Now, the necessity of a commissioner is clearer than ever. The unregulated transfer portal has shown so. As has the confusion over what is permissible NIL money and what is not, although an enforcement committee is supposed to be handling this. Specifically in the Nnaji case, college basketball needs to know who should be allowed to play versus who has given up eligibility. Krzyzewski is retired, so the current kings of the court are taking on this cause.
“My biggest thing is: Who’s looking out for the shield, the college basketball [shield]?” two-time champion coach Dan Hurley of Connecticut told CBS Sports. “Who’s protecting college basketball, one of the most special things we have in sports? … We need a commissioner. We need rules, we need guidelines.”

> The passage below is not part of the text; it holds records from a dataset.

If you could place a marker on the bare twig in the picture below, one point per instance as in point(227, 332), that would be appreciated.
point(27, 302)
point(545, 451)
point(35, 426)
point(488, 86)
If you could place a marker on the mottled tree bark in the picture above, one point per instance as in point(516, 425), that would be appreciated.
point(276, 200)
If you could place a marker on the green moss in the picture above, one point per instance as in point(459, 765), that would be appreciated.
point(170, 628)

Apparently no one. Well, not as much as they should be at NCAA headquarters after they cracked the doors to this strange, new world. By loosening eligibility rules, the NCAA has allowed, on a case-by-case basis, former professionals to play in college. In September, the NCAA granted Thierry Darlan, who played two seasons in the G League, two years of eligibility based on his age and years removed from the NBA Academy in Africa, according to ESPN. Entering Tuesday, Darlan had appeared in 14 games for Santa Clara.

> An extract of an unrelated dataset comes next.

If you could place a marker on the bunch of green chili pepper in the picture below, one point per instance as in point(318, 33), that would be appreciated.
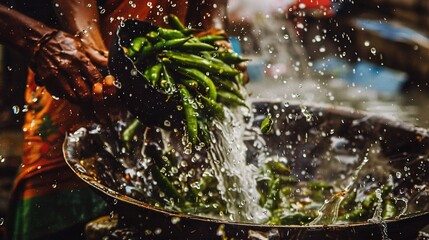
point(177, 63)
point(296, 202)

“The coaches are obviously always going to do what’s in their best interest if they can grab a player from somewhere. It’s gone on forever,” Hurley said. “Coaches have cheated in recruiting for years. They’ve paid players. I mean, the coaches are going to find ways to make their team the best they can be.”
Coaches, naturally, won’t point fingers at one another. Instead of straight up calling out Baylor’s Scott Drew for drafting second-round washouts into his program or mocking Santa Clara’s Herb Sendek for raiding the G League to win a few games in the West Coast Conference, their coaching peers all but shrug. Those in this fraternity see Drew and Sendek as just doing their jobs within the loose structure the NCAA has provided. What? You expect a basketball coach not to find every ambitious way around the rules, not to take a mile when given an inch? To not abandon integrity, that limp shell of a concept, on the side of the road while riding toward March?

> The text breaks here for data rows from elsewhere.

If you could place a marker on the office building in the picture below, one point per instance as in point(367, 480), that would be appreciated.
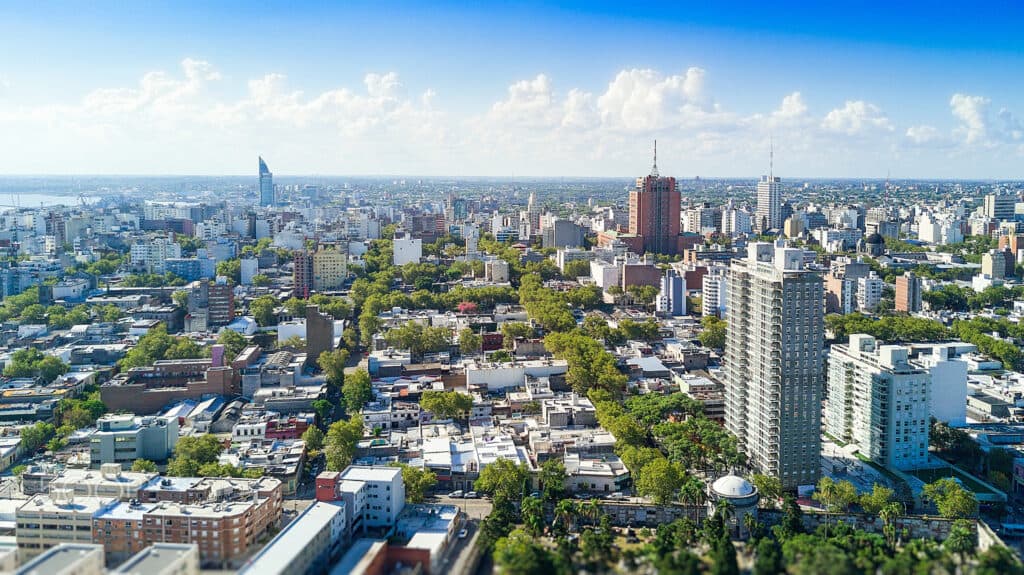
point(773, 356)
point(124, 438)
point(302, 274)
point(67, 559)
point(654, 207)
point(879, 401)
point(1000, 206)
point(330, 268)
point(769, 213)
point(266, 192)
point(908, 290)
point(671, 299)
point(162, 559)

“We really don’t have any organization or any real rules right now, and so guys are just trying to do whatever they can do,” Gonzaga coach Mark Few told reporters Sunday. “Until there’s a rule that says you can’t do it, it’s hard to blame anybody for doing what they’re doing.”
True statement, but it’s still weak.
Blame the system, sure. That’s the easiest route, because right now the system is a basically a building in downtown Indianapolis. The NCAA is a faceless bogeyman that lets anyone appear big and tough while taking shots at it. However, coaches can’t simply turn a blind eye to the greatest rule-benders among them. If any coach could throw money at former salaried players who list their previous college as “Delaware Blue Coats/NBA G League Ignite,” then why aren’t more Division I programs looking like pro-am rosters?
Believe it or not, there actually are coaches out there who still recruit kids out of high school in an attempt to field a college basketball team. Yet those programs, such as Purdue under Matt Painter and Duke under Jon Scheyer, still play the modern version of college hoops, with the presence of international players and reportedly high NIL salaries. So, yes, Painter might recruit and coach for today’s game, but even he’s as perplexed by college basketball as anyone else.
“You’re just kind of at a loss for words,” he said in October following the news of Darlan’s arrival at Santa Clara. “You don’t know what is next, right? Nothing surprises me anymore, I know that.”
Some coaches can’t be trusted amid all this crazy in college basketball. Some of them need to be taught how to uphold the values of the sport. And since too many of them keep playing fast and loose with the loopholes, this game could use a commissioner.